In its 31st annual global report, Human Rights Watch wrote of China, “This has been the darkest period for human rights in China since the 1989 massacre that ended the Tiananmen Square democracy movement.” The Congressional-Executive Commission on China’s 2020 annual report drew a similar conclusion, noting “unprecedented steps” by Chinese authorities to restrict human rights. The reports covered developments in fields from disability rights to freedom of religion in Tibet. In the interest of brevity, CDT has chosen four themes to focus on: Xinjiang, Hong Kong, freedom of expression, and women’s rights.
2020 was bookended by the release of the Karakax List in February and the Aksu List in December. The lists were leaked databases of the names and purported crimes of Uyghurs, Kazakhs, and other Turkic minorities swept into the vast system of labor and re-education camps across Xinjiang. The Karakax and Aksu Lists documented how innocuous actions, such as calling a sister abroad or having four children when the family planning bureau only allows three, are used as pretexts to drag Uyghur families into indefinite detention. Reports from the region further detailed how private technology companies, both American and Chinese, worked in concert with the Chinese state to build a breathtakingly penetrative surveillance regime in the region. Further reports exposed how some of those not imprisoned in the camps were, at times, drafted into forced labor in cotton fields or collective factories as part of Xi Jinping’s anti-poverty drive.

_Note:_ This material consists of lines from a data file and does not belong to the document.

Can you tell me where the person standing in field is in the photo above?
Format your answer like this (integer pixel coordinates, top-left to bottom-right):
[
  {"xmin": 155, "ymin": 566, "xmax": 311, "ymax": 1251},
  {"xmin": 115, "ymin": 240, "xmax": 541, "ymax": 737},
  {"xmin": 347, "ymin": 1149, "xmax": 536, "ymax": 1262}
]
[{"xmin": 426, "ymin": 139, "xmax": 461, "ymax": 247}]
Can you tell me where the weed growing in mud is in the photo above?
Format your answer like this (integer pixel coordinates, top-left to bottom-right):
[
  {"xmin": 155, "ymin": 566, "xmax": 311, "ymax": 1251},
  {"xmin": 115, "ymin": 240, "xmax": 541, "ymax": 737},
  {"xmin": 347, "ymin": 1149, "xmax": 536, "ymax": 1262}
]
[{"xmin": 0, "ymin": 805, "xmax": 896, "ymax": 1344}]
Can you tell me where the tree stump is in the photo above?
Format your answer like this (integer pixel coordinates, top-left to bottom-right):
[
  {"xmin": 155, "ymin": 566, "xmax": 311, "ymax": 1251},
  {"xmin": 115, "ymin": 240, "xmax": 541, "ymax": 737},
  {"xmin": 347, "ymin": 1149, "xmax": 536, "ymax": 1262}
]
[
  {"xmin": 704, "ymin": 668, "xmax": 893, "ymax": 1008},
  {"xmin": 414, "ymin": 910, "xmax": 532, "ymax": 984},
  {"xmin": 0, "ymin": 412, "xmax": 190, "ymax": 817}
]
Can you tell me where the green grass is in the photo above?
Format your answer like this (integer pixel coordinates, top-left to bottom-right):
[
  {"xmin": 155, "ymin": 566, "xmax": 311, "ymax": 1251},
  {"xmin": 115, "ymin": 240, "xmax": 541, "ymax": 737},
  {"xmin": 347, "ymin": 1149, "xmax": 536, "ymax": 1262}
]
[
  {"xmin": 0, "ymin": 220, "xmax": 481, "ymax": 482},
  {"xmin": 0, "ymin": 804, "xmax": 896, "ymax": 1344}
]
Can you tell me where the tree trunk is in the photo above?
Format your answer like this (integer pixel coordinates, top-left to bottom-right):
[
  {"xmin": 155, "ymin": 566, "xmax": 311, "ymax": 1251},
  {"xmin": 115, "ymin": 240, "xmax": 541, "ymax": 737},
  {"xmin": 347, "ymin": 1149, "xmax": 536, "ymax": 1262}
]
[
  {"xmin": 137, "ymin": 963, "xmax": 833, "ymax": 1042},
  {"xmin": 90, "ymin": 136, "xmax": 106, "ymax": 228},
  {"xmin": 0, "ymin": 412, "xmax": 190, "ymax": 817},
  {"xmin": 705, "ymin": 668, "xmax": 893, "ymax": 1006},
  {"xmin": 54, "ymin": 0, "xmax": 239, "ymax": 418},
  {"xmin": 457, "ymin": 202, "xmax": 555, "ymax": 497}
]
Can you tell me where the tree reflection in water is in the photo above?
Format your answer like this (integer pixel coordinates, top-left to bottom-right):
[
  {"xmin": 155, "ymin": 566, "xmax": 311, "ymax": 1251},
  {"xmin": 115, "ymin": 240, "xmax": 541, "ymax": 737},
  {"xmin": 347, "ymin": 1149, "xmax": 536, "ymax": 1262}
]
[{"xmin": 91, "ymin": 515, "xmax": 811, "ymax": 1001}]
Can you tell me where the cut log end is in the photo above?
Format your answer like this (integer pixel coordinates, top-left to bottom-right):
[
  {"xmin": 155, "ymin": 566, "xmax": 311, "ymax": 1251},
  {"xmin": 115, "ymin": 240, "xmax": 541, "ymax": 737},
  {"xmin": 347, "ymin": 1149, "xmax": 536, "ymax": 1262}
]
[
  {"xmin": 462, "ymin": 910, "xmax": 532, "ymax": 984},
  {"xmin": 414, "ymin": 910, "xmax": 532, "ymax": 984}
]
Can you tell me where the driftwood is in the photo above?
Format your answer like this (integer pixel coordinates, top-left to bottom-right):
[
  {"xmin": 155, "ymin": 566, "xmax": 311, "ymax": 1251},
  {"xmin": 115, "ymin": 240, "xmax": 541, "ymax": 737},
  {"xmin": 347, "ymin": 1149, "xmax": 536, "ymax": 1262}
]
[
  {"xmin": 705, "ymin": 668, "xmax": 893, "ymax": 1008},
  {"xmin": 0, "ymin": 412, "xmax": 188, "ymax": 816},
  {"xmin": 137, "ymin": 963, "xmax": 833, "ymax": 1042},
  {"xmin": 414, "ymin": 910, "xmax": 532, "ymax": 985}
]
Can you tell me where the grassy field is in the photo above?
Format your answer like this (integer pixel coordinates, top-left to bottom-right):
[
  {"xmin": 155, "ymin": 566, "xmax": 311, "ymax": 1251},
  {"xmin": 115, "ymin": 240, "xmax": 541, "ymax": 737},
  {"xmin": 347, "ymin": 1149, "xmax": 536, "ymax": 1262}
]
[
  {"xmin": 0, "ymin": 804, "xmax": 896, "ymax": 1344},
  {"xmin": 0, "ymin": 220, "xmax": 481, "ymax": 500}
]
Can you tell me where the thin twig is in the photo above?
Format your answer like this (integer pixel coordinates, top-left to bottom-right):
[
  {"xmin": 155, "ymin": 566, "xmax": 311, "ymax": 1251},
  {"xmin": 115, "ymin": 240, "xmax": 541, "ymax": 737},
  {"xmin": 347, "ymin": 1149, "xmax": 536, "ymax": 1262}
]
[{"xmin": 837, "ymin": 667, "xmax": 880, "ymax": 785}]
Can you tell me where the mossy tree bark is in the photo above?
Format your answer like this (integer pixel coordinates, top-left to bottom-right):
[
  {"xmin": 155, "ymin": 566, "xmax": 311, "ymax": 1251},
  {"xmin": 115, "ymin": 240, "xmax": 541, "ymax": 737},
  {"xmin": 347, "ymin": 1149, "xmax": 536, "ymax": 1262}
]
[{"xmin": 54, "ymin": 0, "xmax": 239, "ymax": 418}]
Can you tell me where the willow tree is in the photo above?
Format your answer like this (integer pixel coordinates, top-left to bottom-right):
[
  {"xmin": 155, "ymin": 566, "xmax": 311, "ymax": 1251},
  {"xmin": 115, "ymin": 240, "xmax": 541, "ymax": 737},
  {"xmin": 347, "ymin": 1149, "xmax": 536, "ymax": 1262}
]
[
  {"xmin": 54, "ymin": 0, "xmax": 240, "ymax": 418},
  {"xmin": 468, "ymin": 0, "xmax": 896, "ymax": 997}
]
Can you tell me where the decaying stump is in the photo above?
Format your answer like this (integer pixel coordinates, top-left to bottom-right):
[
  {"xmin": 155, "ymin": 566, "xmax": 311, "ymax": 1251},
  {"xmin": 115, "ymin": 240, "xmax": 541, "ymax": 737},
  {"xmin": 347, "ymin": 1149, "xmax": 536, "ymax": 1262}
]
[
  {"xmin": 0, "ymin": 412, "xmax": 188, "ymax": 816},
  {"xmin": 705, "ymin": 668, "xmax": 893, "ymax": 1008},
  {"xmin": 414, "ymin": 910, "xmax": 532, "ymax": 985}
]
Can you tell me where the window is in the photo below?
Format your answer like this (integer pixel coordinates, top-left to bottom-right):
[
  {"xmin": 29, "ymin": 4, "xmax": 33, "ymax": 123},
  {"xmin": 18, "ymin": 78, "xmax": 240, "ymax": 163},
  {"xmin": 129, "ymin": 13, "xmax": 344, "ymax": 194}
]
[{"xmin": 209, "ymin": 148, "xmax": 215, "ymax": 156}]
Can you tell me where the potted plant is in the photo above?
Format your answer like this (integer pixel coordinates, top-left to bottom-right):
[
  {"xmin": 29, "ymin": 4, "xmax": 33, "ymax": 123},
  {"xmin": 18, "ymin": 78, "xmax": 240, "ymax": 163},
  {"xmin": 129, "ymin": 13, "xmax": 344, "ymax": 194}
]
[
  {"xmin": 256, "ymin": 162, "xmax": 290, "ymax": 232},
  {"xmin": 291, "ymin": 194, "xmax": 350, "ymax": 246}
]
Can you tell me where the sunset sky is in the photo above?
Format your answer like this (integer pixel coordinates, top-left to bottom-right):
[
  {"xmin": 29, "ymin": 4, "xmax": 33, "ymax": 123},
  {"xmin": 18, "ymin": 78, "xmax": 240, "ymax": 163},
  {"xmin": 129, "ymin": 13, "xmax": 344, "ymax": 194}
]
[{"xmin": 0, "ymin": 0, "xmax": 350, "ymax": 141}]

Human Rights Watch’s (HRW) annual report detailed how the Uyghur diaspora has difficulty connecting to family still inside the country:
While the Chinese government appears to have shut down some political education camps and “released” detainees following global outrage, an untold number of Turkic Muslims remain in detention and imprisoned solely on the basis of their identities. A significant number of Uyghur diaspora continue to have no information concerning the whereabouts of their family members, more than five years after the launch of the government’s “Strike Hard” campaign.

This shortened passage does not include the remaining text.